Let $E$ be a Banach space and separable, then exists an isometry form $E$ in $\ell^{\infty}$.

The hint is: Consider Since $K = B_{E^{\star}}$ is compac and metrizable in $\sigma(E^{\star},E)$ there is a countable subset $(t_n)$ in $K$. Consider $S: E \to \ell^{\infty}$ difinded by $$ Sx = ( t_1(x), t_2(x),\dots,t_n(x),\dots ). $$

My attempt.
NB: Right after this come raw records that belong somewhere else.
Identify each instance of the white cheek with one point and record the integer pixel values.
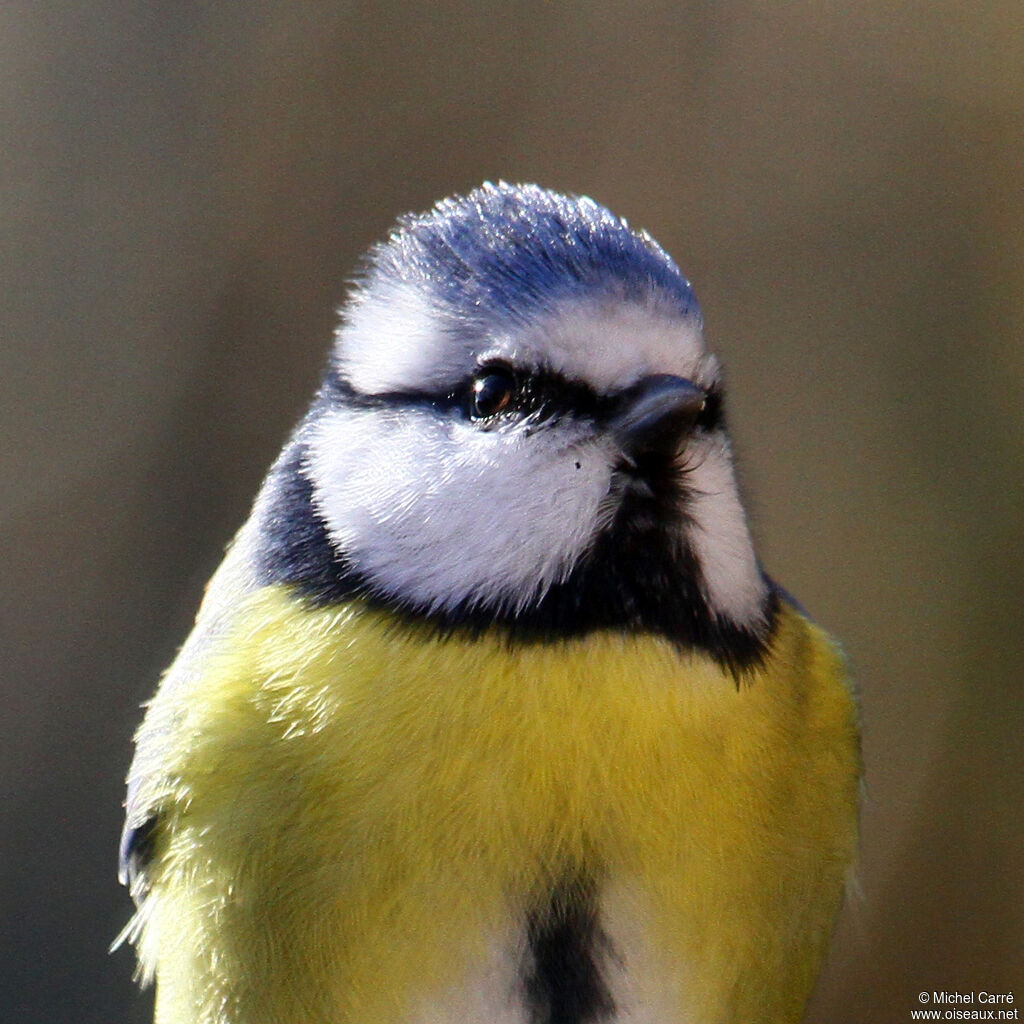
(390, 341)
(439, 512)
(719, 534)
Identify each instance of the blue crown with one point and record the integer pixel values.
(509, 252)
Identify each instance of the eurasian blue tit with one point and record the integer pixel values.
(492, 715)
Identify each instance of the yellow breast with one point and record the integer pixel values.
(359, 807)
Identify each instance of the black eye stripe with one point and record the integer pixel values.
(541, 394)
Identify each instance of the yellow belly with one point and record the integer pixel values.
(354, 809)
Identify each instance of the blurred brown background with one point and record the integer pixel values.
(186, 187)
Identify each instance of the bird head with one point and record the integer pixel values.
(520, 426)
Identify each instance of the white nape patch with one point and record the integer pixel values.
(437, 511)
(719, 534)
(644, 987)
(488, 992)
(394, 338)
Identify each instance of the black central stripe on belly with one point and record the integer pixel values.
(566, 948)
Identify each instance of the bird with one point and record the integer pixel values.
(491, 714)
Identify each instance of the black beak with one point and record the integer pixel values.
(655, 414)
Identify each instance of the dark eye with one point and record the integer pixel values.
(494, 389)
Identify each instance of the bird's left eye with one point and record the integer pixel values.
(494, 389)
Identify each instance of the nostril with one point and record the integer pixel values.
(656, 413)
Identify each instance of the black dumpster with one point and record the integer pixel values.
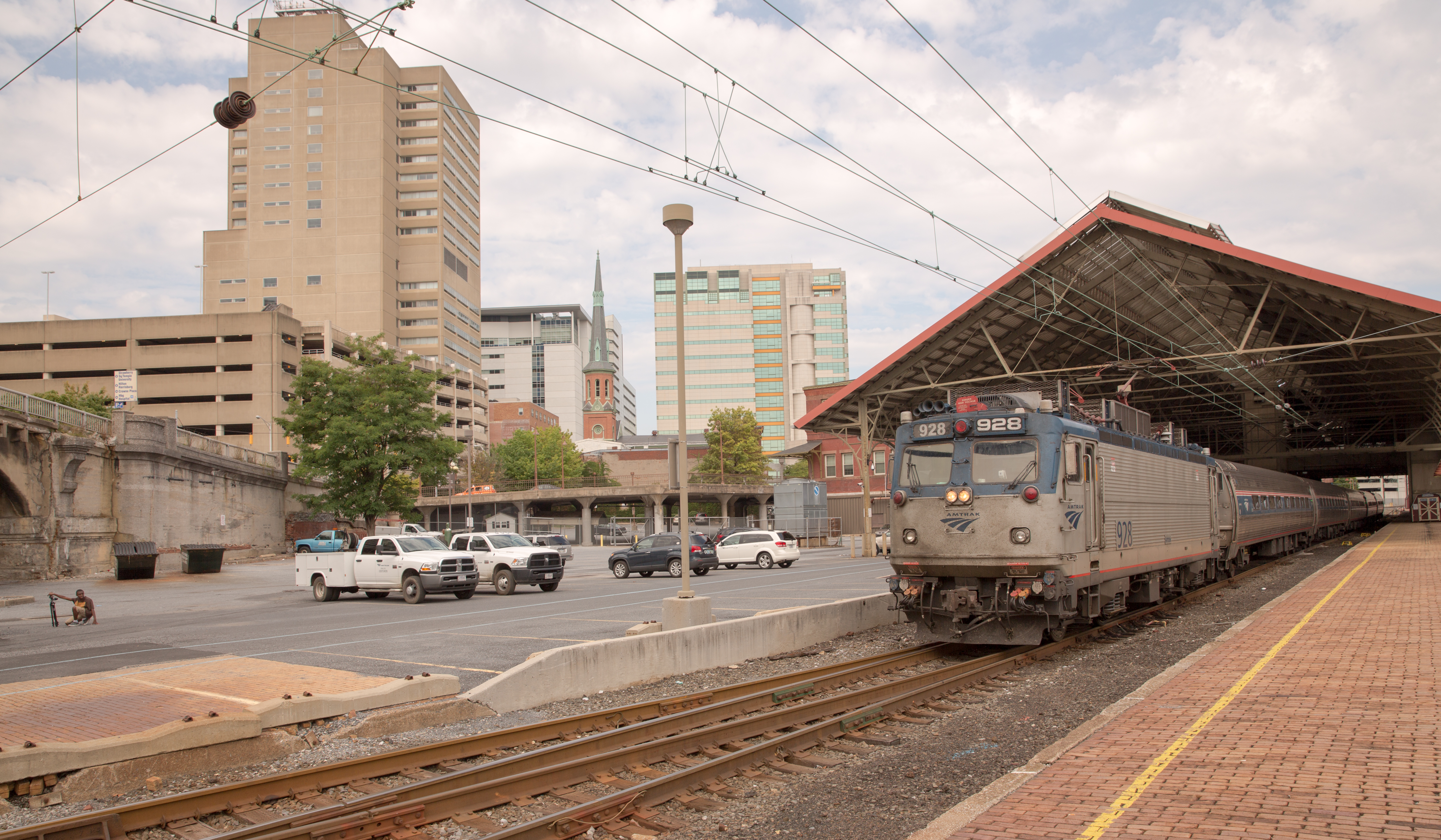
(135, 561)
(201, 560)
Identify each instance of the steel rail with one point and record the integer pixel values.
(112, 823)
(659, 731)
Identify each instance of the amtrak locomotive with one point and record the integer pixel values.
(1015, 519)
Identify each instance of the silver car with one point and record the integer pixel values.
(557, 542)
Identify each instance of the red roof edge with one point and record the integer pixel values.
(1103, 213)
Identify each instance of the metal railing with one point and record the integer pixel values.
(269, 460)
(587, 482)
(54, 411)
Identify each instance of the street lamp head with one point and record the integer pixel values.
(678, 218)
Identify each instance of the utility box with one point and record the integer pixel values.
(135, 561)
(201, 558)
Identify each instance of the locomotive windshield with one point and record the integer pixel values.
(927, 465)
(1004, 462)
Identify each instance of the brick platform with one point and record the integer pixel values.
(126, 701)
(1319, 719)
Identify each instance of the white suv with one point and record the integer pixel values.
(763, 548)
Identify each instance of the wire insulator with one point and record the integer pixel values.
(234, 110)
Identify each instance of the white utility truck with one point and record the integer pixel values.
(413, 565)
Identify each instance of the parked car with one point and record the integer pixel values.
(662, 551)
(763, 548)
(416, 567)
(408, 529)
(509, 560)
(554, 541)
(328, 541)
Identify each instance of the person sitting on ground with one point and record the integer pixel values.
(83, 611)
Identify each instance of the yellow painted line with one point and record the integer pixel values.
(243, 701)
(404, 662)
(1152, 773)
(531, 638)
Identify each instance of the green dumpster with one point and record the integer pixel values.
(135, 561)
(201, 558)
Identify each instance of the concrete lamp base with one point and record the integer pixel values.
(677, 613)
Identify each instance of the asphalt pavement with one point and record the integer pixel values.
(256, 610)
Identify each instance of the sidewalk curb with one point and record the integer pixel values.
(992, 794)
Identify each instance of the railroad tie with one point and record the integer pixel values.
(191, 829)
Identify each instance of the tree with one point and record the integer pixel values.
(368, 431)
(81, 398)
(548, 454)
(734, 444)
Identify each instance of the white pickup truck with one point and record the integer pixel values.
(413, 565)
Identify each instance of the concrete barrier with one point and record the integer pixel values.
(581, 669)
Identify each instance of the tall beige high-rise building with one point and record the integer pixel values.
(756, 338)
(354, 199)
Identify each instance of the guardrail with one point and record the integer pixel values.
(54, 411)
(583, 483)
(269, 460)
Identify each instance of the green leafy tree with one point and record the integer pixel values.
(81, 398)
(547, 453)
(734, 444)
(368, 431)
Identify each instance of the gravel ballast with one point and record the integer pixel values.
(888, 793)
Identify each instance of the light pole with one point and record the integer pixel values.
(271, 433)
(678, 220)
(47, 292)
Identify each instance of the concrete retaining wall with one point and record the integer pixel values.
(581, 669)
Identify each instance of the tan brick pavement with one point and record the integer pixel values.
(1333, 737)
(88, 707)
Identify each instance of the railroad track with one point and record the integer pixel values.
(672, 750)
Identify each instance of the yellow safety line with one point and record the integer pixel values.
(1152, 773)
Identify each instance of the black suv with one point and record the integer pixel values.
(662, 551)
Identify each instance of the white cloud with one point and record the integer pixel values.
(1300, 127)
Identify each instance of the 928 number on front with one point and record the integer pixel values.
(999, 424)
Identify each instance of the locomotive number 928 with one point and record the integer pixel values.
(1016, 523)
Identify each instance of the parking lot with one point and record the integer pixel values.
(256, 610)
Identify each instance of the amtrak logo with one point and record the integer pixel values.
(960, 523)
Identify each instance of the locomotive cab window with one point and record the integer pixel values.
(1004, 462)
(927, 465)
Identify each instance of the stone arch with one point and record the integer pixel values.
(12, 503)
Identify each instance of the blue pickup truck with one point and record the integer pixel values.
(328, 541)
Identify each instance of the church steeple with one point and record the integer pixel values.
(600, 405)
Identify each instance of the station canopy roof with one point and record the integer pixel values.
(1257, 358)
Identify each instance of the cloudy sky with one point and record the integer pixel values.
(1308, 130)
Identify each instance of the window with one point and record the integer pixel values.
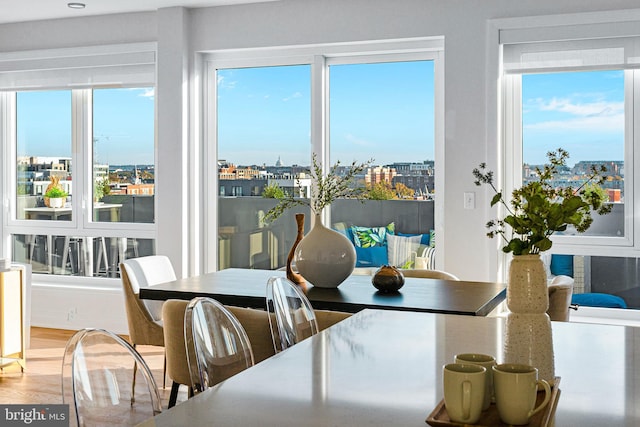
(385, 111)
(269, 113)
(580, 95)
(95, 142)
(263, 119)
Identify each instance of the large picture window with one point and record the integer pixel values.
(55, 132)
(267, 116)
(581, 96)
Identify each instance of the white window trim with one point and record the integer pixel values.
(428, 48)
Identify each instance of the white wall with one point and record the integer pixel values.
(470, 101)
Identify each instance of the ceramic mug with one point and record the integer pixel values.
(516, 390)
(483, 360)
(464, 386)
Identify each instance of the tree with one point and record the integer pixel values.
(403, 191)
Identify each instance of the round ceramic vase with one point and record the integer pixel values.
(527, 287)
(324, 257)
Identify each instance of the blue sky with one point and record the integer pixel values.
(264, 113)
(381, 111)
(582, 112)
(123, 125)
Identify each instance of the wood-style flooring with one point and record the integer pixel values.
(40, 382)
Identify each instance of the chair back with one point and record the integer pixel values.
(429, 274)
(220, 344)
(148, 271)
(291, 312)
(98, 381)
(173, 314)
(560, 292)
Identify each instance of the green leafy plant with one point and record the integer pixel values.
(538, 209)
(324, 189)
(380, 191)
(273, 191)
(55, 192)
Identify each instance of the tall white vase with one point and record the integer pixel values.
(324, 257)
(527, 290)
(528, 338)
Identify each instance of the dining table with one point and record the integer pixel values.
(247, 288)
(384, 368)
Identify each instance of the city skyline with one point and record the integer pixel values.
(381, 111)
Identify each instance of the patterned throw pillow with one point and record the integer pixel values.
(402, 250)
(368, 237)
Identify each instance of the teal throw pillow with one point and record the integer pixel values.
(375, 256)
(368, 237)
(562, 265)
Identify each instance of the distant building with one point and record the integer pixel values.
(379, 174)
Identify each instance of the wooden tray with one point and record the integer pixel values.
(490, 418)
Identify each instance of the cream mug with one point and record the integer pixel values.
(516, 391)
(464, 386)
(483, 360)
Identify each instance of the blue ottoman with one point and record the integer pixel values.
(598, 300)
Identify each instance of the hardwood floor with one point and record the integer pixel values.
(40, 382)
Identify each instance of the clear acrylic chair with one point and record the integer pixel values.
(291, 312)
(97, 377)
(220, 344)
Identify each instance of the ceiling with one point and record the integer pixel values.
(35, 10)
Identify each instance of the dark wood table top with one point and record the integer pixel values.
(246, 288)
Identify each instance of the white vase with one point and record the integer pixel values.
(528, 341)
(527, 290)
(324, 257)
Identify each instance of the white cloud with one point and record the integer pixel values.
(597, 108)
(596, 115)
(357, 141)
(592, 123)
(149, 93)
(224, 83)
(293, 96)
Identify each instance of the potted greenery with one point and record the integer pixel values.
(57, 197)
(323, 257)
(536, 211)
(325, 189)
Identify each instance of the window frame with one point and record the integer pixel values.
(111, 66)
(319, 57)
(578, 244)
(544, 31)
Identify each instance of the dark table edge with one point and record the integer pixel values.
(259, 303)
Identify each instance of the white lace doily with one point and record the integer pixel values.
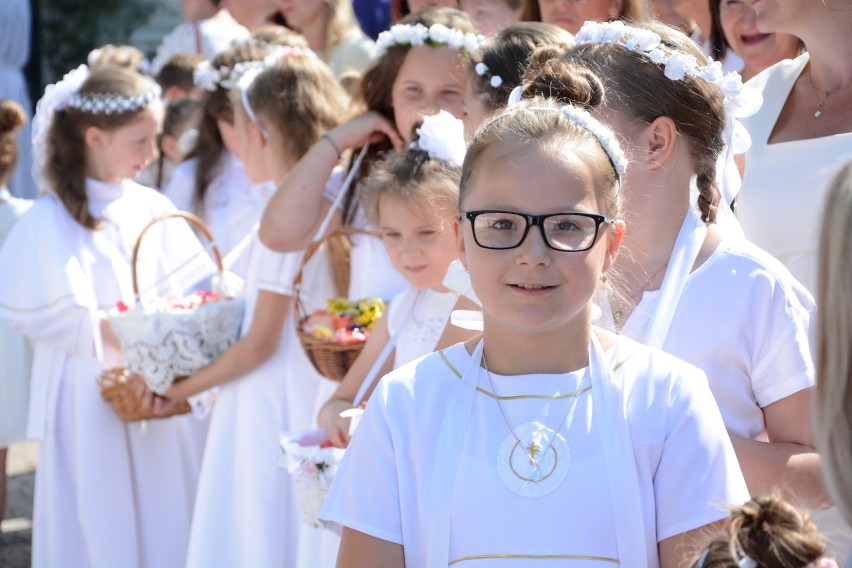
(549, 470)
How $\{t_n\}_{n=1}^{\infty} \subset K$, then $\|t_{n}\| \leq 1$ for all $n \in \mathbb{N}$, so $|t_{n}x|\leq \|x\|$ it´s $Sx \in \ell ^{\infty}$ and $\|Sx\|_{\ell^{\infty}}\leq \|x\|$. How can i prove $\|x\| \leq \|Sx\|_{\ell^{\infty}}$?

Could this work? Isometric Embedding of a separable Banach Space into $\ell^{\infty}$.

Thanks.

Answer 1

I would try it like this: Let $x_n$ be the dense sequence of $B_E$. By Hanh-Banach, for every $n$, there is a linear functional $t_n$ such that $||t_n||=1$ and $|t_n(x_n)| = ||x_n||$. Then define $S(x) = (t_i(x))_{i \in \mathbb{N}}$. Then $$ ||Sx||_{\infty} = \sup_{n \in \mathbb{N}}| t_i(x)| \leq ||x||$$ and if $x$ is any element of $B_E$, $x = \lim x_{n_k}$ ($x_n$ be the dense sequence of $B_E$) $$ ||Sx_{n_k}||_{\infty} = \sup_{n \in \mathbb{N}}| t_i(x_{n_k})| \geq |t_{n_k}(x_{n_k})| = ||x_{n_k}||$$ then $||Sx||_{\infty} \geq ||x||$. For any $x\in E$, consider $\dfrac{x}{||x||} \in B_E$ and argue as before.